Там снова началась борьба: за сколачивание коллектива, за выполнение учебной программы… На осенней инспекторской проверке наша часть показала неважные результаты. Не добились мы приличных показателей и на следующий год. И только в 1955 году часть получила оценку «удовлетворительно». А сколько усилий нужно было приложить, сколько поту пришлось пролить для того, чтобы получить эту оценку!
Люди моего поколения приобретали знания и опыт в ходе работы, учились на собственном горьком опыте. Среди нас попадались и такие, кто не выдерживал и сходил с пути, а на их место приходили другие. Из небольшого ядра росла и постепенно крепла венгерская Народная армия. Потом внезапно грянула буря… Контрреволюционный мятеж 1956 года нанес удар по нашим рядам. Я в то время находился на учебе, но пятого ноября уже прибыл в часть. Задачи тогда перед нами стояли ответственные…
Новые задачи и сейчас стоят перед армией: нам необходимы грамотные младшие командиры. Созданы краткосрочные курсы по их подготовке; за очень короткое время нужно научить слушателей очень многому. Мы стремились к тому, чтобы сделать учебный процесс более эффективным…
Я пережил много трудных лет, но они не сломили меня. Мои старания не остались незамеченными: меня продвигали по службе, отмечали правительственными наградами, но самым главным для меня было сознание того, что и я внес посильный вклад в дело укрепления армии. В сентябре 1965 года товарищ Кором от имени руководства партии назвал нас, ветеранов армии, закваской венгерской Народной армии. Нам, «старичкам», это выражение особенно пришлось по душе.
Что вам еще рассказать? Работаем, все время за что-то боремся… Такая уж у меня жизнь: все время в борьбе.
Все это рассказал мне полковник Имре Хомоки. В подробности он не вдавался, говорил кратко, передавая, как он выразился, только «суть»…

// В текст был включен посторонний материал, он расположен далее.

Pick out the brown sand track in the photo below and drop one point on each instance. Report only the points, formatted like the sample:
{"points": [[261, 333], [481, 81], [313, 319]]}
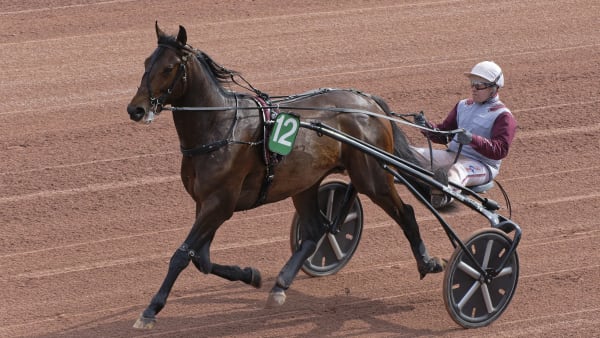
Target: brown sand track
{"points": [[91, 206]]}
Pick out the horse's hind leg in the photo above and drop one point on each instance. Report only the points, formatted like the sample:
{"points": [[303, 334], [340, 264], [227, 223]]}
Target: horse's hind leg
{"points": [[179, 261], [312, 228], [385, 195]]}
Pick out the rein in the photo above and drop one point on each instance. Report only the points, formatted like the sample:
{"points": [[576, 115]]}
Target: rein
{"points": [[331, 109]]}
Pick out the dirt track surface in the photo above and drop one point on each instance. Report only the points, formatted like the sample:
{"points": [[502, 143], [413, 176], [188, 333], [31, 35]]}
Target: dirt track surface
{"points": [[91, 205]]}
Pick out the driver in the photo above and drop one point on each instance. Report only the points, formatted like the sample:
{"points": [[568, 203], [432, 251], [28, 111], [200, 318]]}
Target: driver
{"points": [[489, 130]]}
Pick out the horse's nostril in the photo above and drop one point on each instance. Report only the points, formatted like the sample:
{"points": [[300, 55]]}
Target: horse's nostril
{"points": [[135, 113]]}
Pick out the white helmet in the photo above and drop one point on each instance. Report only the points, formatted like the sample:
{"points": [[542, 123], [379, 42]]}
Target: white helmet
{"points": [[489, 71]]}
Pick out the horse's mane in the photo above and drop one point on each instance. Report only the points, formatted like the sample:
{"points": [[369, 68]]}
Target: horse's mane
{"points": [[221, 74]]}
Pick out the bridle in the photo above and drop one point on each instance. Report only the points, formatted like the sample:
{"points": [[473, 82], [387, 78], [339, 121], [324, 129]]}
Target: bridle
{"points": [[157, 103]]}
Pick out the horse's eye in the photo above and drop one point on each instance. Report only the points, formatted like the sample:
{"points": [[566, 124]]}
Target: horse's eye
{"points": [[168, 69]]}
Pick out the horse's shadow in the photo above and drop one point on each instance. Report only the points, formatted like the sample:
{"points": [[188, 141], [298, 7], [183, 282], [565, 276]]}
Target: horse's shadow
{"points": [[241, 313]]}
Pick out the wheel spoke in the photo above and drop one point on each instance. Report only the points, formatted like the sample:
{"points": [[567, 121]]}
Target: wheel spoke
{"points": [[319, 243], [335, 246], [464, 267], [469, 294], [505, 272], [488, 252], [330, 199], [487, 299], [352, 216]]}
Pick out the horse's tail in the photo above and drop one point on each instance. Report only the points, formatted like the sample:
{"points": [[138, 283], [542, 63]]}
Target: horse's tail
{"points": [[402, 148], [401, 144]]}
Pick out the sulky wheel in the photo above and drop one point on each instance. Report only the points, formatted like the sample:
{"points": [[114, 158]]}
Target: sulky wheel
{"points": [[470, 300], [333, 251]]}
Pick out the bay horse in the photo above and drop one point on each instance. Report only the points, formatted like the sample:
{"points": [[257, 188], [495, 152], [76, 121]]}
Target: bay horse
{"points": [[223, 164]]}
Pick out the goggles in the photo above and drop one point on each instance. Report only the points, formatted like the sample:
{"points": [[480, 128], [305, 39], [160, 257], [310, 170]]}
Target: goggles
{"points": [[481, 85]]}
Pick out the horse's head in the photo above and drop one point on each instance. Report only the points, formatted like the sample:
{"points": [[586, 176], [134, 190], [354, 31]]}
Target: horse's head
{"points": [[164, 76]]}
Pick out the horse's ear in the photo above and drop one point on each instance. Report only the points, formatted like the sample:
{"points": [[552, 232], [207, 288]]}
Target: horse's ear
{"points": [[182, 35], [159, 32]]}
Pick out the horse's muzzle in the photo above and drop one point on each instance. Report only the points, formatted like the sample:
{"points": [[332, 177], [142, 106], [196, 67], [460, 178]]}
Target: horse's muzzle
{"points": [[136, 113]]}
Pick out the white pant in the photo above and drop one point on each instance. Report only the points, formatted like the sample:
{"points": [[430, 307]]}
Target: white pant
{"points": [[466, 171]]}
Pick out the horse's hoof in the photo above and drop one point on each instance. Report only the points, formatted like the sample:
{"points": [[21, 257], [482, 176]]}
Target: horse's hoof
{"points": [[255, 279], [276, 298], [434, 265], [144, 323]]}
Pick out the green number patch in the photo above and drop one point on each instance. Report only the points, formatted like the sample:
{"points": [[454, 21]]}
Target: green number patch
{"points": [[284, 133]]}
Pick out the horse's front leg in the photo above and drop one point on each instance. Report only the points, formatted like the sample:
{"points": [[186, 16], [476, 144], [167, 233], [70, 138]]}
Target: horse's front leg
{"points": [[179, 261], [248, 275]]}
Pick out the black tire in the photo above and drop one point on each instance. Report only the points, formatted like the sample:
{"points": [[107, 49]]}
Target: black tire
{"points": [[471, 301], [333, 251]]}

Жаль, что у вас нет магнитофона. Очень жаль. То, что я вам сейчас расскажу, хорошо бы записать на магнитную ленту. Почему, спросите вы. Да только потому, что такое не часто случается… Знаете, я всегда был боевым парнем. Но ведь кое-кто спросит: человек таким родится или только позже таким становится? В армейских условиях в одном подразделении собираются совершенно различные люди, и командир должен уметь с ними обращаться. Парням, воспитывавшимся в детских домах, как правило, в новой обстановке все кажется чужим, и они сами остаются чужими для остальных. Большинство детей, которые воспитывались не в семейных условиях, какие-то «дикие»: они всегда со всеми спорят. Не всякий командир справится с таким парнем, который порой может вывести из себя даже самого уравновешенного человека. Но «дикаря» это нисколько не смущает. Постепенно он приходит к мнению, что на этом свете он должен надеяться только на самого себя. Парень замыкается в себе и становится недоверчивым по отношению к окружающим его людям.
Когда такой человек попадает в новую обстановку, он долго не может найти себе места.

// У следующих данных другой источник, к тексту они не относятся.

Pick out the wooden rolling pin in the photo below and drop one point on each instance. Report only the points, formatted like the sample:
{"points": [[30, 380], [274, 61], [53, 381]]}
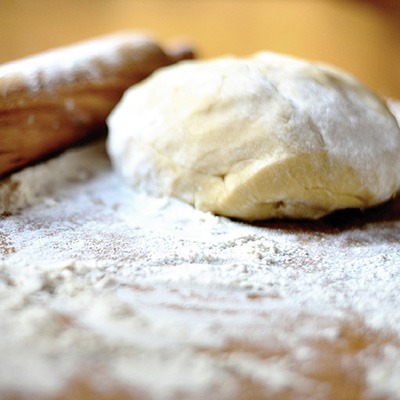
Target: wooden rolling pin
{"points": [[58, 98]]}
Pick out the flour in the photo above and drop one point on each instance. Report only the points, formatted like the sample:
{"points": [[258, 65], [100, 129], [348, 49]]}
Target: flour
{"points": [[106, 286]]}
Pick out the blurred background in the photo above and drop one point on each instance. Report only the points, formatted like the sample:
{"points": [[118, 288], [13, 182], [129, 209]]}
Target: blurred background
{"points": [[362, 37]]}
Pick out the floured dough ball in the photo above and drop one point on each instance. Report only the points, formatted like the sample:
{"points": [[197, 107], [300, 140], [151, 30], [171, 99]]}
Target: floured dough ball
{"points": [[263, 137]]}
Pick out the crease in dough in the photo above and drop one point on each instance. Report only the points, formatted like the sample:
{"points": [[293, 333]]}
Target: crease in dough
{"points": [[269, 136]]}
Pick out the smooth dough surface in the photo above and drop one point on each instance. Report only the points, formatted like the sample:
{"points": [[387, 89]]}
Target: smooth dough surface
{"points": [[267, 136]]}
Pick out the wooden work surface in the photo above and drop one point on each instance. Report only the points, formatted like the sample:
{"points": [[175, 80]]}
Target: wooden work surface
{"points": [[108, 295]]}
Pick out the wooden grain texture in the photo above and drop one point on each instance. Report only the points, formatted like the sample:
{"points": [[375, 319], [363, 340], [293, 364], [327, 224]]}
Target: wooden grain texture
{"points": [[355, 35]]}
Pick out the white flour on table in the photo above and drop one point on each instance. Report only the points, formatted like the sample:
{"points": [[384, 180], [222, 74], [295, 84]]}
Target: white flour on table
{"points": [[100, 282]]}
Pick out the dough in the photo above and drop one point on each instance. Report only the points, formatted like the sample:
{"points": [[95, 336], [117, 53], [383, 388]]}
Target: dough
{"points": [[55, 99], [263, 137]]}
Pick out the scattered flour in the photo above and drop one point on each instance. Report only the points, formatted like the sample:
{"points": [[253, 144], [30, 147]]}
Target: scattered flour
{"points": [[108, 286]]}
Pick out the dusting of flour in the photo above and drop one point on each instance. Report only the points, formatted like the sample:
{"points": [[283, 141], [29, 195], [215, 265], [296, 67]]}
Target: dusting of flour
{"points": [[102, 284]]}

В последний призыв прибыл и к нам в роту парень, воспитывавшийся в детдоме. Помню, был такой случай. Отделения отрабатывали бег в противогазах. Командир скомандовал:
«Отделение! Газы!»
Все солдаты сразу же надели противогазы. Сделал это и новичок, но только на минуту. Пробежав несколько метров, он не только противогаз сорвал с себя, но и обмундирование начал сбрасывать и швырять на землю. Закричал он, начал ругаться. Разумеется, такое поведение новичка возмутило всех. Никто, однако, не мог понять, почему он так сделал. И только я один знал, что от бывшего детдомовца можно ожидать и не такого. Ему что ни прикажи, он будет сопротивляться.

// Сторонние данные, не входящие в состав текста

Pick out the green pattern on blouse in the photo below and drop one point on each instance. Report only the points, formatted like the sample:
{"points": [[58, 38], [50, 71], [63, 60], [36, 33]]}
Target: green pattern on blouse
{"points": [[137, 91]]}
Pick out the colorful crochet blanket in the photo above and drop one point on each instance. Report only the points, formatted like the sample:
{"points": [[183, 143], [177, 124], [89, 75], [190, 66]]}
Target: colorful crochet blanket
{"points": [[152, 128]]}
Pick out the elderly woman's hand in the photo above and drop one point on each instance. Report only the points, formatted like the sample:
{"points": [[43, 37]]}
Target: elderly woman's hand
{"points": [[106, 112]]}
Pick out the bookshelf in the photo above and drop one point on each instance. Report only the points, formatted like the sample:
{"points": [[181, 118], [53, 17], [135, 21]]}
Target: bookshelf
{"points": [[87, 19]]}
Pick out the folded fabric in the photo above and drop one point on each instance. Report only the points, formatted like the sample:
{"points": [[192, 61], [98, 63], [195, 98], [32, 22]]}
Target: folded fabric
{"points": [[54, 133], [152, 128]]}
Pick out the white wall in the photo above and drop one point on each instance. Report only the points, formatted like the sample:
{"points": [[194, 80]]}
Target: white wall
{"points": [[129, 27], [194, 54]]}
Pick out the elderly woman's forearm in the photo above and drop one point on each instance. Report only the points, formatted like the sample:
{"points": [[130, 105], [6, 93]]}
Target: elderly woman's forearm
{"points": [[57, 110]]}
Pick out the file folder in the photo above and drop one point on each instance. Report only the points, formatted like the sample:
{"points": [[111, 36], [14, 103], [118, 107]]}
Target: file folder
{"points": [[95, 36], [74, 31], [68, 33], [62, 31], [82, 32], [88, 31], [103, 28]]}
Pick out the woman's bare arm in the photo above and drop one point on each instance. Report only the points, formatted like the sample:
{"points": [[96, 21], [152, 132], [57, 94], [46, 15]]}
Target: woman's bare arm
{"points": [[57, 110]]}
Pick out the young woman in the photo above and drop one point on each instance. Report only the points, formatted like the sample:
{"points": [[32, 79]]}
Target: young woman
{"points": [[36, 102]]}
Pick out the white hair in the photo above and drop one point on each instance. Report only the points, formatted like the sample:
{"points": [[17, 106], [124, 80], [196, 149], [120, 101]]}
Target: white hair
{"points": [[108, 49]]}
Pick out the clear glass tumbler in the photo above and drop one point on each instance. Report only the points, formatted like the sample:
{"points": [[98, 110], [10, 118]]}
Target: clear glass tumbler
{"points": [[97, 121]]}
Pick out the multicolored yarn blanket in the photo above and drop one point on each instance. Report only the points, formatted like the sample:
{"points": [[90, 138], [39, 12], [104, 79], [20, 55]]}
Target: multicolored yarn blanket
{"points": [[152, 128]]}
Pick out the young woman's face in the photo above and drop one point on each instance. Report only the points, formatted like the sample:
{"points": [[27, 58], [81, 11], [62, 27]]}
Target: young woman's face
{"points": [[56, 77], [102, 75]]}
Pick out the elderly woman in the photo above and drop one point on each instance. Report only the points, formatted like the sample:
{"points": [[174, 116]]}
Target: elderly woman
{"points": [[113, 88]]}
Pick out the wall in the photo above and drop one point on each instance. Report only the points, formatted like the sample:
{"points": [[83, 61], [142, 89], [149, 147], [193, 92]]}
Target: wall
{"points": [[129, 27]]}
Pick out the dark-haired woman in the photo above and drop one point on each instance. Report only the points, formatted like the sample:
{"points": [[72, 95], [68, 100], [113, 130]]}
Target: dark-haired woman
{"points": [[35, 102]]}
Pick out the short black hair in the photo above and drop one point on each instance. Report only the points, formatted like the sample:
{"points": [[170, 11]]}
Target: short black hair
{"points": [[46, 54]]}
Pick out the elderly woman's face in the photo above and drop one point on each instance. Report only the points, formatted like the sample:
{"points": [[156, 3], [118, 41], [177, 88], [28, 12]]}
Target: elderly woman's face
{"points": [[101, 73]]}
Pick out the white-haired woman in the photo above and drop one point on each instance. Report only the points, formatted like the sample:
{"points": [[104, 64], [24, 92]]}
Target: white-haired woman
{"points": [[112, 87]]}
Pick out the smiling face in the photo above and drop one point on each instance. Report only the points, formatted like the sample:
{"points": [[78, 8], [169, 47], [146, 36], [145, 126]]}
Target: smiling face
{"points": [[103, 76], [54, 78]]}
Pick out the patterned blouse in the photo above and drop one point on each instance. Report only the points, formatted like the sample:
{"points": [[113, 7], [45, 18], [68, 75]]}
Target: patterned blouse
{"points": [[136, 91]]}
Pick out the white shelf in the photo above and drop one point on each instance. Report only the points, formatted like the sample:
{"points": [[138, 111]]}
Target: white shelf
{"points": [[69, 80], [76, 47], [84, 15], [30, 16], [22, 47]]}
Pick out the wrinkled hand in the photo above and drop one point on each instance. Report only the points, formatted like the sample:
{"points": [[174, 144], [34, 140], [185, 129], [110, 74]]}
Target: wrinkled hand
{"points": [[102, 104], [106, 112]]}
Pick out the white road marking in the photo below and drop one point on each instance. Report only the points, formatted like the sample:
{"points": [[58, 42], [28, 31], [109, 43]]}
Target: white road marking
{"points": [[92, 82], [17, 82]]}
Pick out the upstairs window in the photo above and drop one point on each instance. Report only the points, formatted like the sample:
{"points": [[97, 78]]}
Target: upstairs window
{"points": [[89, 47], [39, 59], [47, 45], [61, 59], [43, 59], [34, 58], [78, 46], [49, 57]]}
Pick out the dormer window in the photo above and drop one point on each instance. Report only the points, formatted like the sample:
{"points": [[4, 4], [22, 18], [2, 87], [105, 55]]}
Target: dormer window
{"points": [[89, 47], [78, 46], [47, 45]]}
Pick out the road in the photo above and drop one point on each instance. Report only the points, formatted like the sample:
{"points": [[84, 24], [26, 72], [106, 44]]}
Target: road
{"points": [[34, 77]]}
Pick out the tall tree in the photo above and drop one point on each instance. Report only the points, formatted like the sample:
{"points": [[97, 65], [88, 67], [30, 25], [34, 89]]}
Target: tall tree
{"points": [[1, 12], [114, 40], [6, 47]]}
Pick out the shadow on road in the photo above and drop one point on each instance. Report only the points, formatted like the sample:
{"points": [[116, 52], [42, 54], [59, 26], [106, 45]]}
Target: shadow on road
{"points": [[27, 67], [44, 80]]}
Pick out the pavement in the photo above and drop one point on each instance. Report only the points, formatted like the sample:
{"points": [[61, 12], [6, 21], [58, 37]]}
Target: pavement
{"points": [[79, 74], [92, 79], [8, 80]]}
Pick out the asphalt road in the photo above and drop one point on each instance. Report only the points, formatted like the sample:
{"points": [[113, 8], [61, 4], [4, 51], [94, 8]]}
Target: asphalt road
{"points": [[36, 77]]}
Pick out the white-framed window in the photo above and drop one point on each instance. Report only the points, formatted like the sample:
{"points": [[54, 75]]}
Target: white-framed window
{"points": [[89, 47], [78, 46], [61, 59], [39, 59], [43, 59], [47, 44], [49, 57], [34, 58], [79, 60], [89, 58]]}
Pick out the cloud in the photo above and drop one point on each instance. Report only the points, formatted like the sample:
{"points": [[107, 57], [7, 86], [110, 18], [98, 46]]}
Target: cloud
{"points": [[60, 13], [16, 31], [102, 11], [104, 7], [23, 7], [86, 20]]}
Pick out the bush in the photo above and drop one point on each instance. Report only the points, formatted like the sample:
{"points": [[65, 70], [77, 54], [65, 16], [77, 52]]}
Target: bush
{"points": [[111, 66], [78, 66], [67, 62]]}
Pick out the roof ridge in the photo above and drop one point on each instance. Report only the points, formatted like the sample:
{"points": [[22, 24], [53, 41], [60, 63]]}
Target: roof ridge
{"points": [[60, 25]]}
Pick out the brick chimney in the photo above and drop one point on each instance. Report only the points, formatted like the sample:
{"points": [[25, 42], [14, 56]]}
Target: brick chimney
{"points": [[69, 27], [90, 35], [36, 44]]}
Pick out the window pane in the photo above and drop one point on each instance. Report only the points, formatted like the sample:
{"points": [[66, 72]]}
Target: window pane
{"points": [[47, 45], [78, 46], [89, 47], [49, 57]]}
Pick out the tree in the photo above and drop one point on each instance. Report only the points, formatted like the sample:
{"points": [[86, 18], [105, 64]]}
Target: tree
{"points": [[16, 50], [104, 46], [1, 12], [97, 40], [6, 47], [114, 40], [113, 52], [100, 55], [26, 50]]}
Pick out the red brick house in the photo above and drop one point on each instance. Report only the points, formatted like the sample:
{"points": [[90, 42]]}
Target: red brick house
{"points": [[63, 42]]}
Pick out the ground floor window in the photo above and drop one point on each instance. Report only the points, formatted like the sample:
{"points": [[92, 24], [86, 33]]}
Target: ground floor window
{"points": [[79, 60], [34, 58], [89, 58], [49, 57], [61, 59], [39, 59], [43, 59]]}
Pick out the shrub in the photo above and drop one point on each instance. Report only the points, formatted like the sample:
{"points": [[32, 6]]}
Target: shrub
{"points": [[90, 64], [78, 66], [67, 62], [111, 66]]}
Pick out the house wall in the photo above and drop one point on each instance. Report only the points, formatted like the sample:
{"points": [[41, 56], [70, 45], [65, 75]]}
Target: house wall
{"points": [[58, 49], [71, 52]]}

Повели парня к замполиту. По дороге он успокоился и даже пообещал, что впредь будет выполнять все команды. Но когда снова пришлось надеть противогаз, парень опять запаниковал, бросился на землю, стащил с лица маску.
Много пришлось с ним повозиться, пока он не привык к солдатской жизни.
На теле у детдомовцев, как правило, можно найти следы татуировки. Я тоже был в детдоме, но никаких наколок на теле не делал, за что мои товарищи по детдому очень сердились на меня. Я отвечал им, что не хочу, чтобы у меня на теле были отметины, которые говорят о том, что я воспитывался в детдоме, а не в семье.
Конечно, я знаю, что для нашего общества я вовсе не потерянный человек. Когда так получилось, что родная мать не смогла воспитывать меня, я попал в детдом. И хоть там было совсем неплохо, мне немало пришлось поплакать от обиды и стыда. Стоило кому-нибудь приласкать меня, погладить по голове, как я сразу же начинал плакать.